Saat ini di Jepang, Taiwan, Korea Selatan dan Malaysia sedang krisis tenaga kerja. Artinya kekurangan tenaga agar normal kehidupan bangsa tersebut harus impor dari negara lain. Contohnya Malaysia, kekurangan tenaga kerja 1,2 juta orang. Ada di dalamnya untuk industri sawit 500.000 an orang.
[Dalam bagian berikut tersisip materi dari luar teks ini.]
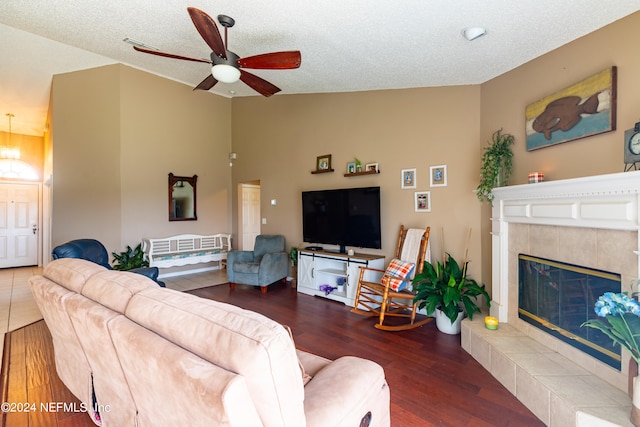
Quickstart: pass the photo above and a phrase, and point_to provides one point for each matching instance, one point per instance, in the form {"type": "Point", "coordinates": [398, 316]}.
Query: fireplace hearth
{"type": "Point", "coordinates": [557, 298]}
{"type": "Point", "coordinates": [591, 222]}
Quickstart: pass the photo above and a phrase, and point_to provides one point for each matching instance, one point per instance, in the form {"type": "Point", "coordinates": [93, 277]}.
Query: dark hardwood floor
{"type": "Point", "coordinates": [433, 381]}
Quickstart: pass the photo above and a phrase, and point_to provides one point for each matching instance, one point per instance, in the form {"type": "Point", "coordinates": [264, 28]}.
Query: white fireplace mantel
{"type": "Point", "coordinates": [604, 201]}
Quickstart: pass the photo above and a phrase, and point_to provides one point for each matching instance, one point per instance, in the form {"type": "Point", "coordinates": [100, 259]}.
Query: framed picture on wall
{"type": "Point", "coordinates": [438, 176]}
{"type": "Point", "coordinates": [323, 163]}
{"type": "Point", "coordinates": [371, 167]}
{"type": "Point", "coordinates": [351, 167]}
{"type": "Point", "coordinates": [408, 178]}
{"type": "Point", "coordinates": [423, 201]}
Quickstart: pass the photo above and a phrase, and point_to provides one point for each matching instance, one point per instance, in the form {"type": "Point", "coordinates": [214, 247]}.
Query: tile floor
{"type": "Point", "coordinates": [553, 387]}
{"type": "Point", "coordinates": [18, 308]}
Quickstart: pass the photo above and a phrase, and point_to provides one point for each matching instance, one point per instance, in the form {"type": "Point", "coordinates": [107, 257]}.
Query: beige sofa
{"type": "Point", "coordinates": [136, 354]}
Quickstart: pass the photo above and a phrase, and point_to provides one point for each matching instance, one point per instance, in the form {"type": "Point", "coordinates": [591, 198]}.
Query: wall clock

Demi keberlanjutan industri dan kebun sawitnya maka impor tenaga kerja dari India, Bangladesh, Filipina dan Indonesia. Luas sawitnya hanya 5,9 juta ha, 36% sawit Indonesia. Tapi padat karya. Paling disukai dari Indonesia karena bisa dipercaya, karakternya manut dan kapasitas keterampilannya mumpuni.
Lalu, kenapa negara lain banyak pengangguran tapi negara tersebut justru sebaliknya. Krisis tenaga kerja. Hingga impor, bahkan saat ini Malaysia ada sebanyak ribuan orang per harinya menyedot tenaga kerja Indonesia baik legal maupun ilegal. Gaji pemanen sawit bisa Rp 10 juta an/bulannya. Pendapatan per kapitanya Malaysia 3x lipatnya Indonesia ?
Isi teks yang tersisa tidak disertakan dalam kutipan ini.